Un escritor se sienta frente a cien personas en un bar y comienza a contar historias que, si no fueran ciertas, parecerían inventadas. Eso es "Parece mentira", un recital de cuentos de Hernán Casciari en Antares Pilar. Una noche íntima y cercana, donde relatos reales suenan imposibles y otros, por desgracia o suerte, realmente ocurrieron.
Los cuentos serán un poco a la carta. Habrá un menú de historias con diferentes climas y accidentes: algunas graciosas, otras trágicas, y algunas tan raras que te harán levantar la mano para preguntar si de verdad pasaron. Y la respuesta, casi siempre, será la peor: sí.
No es una obra de teatro tradicional, ni una lectura solemne, ni una charla de escritor. Es una performance narrativa en vivo: Casciari elige, improvisa, recuerda y exagera lo justo, convirtiendo cada cuento en una pequeña escena compartida. Con solo cien personas, todo ocurre cerca: la voz, la mesa, el vaso, las risas y el silencio repentino. En "Parece mentira", el público no observa desde lejos; se sumerge en el clima de cada historia como quien se acerca a una mesa donde alguien está por contar algo que no debería contar.
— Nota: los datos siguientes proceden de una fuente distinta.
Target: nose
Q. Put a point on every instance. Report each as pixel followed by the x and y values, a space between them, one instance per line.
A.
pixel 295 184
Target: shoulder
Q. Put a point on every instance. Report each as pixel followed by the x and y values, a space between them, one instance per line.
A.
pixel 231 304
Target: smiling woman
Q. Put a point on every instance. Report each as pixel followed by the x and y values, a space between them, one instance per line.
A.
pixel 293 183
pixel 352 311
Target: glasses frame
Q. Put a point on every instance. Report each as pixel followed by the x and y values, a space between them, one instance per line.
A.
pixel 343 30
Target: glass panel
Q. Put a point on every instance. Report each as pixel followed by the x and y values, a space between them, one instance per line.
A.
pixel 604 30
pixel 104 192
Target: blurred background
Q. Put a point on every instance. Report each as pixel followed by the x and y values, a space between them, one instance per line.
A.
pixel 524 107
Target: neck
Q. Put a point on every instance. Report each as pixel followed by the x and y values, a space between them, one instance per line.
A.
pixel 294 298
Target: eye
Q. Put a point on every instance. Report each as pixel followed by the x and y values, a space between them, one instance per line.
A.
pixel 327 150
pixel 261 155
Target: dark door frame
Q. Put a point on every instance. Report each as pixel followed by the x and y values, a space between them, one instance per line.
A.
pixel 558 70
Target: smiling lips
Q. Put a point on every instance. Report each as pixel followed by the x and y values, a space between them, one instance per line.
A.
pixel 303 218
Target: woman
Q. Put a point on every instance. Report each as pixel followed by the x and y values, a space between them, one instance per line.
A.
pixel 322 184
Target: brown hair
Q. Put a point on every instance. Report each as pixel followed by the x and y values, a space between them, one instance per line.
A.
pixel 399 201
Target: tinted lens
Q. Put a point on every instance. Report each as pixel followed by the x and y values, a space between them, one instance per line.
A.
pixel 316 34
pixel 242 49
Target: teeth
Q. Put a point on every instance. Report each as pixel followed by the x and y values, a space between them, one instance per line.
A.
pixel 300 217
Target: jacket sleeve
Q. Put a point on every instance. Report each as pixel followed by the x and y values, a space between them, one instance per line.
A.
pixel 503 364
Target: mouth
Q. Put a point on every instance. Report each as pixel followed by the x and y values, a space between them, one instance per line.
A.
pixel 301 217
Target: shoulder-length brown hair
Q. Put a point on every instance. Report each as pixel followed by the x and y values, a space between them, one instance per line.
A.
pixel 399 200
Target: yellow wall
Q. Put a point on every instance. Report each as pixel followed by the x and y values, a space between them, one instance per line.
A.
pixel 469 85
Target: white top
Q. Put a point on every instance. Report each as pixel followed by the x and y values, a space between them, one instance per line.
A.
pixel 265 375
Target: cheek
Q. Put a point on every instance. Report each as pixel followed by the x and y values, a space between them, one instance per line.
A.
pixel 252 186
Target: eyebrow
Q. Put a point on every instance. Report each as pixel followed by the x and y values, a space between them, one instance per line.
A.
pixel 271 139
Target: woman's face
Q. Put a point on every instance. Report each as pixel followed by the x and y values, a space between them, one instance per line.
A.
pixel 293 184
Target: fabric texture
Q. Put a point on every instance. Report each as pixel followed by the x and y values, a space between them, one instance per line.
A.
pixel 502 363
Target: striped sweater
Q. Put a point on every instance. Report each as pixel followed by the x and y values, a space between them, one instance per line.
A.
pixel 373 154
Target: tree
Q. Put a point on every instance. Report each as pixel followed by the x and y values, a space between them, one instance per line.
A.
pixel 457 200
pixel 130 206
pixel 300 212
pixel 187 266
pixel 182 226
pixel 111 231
Ricardo Piglia escribió: «Narrar es como jugar al póker: el secreto consiste en parecer mentiroso cuando estás diciendo la verdad». Esa frase podría ser el lema de la noche. Los cuentos de este recital se basan en hechos reales, pero avanzan con la lógica torcida de las mejores ficciones: casualidades exageradas, finales inesperados y personajes que no se pueden inventar porque ningún escritor se animaría.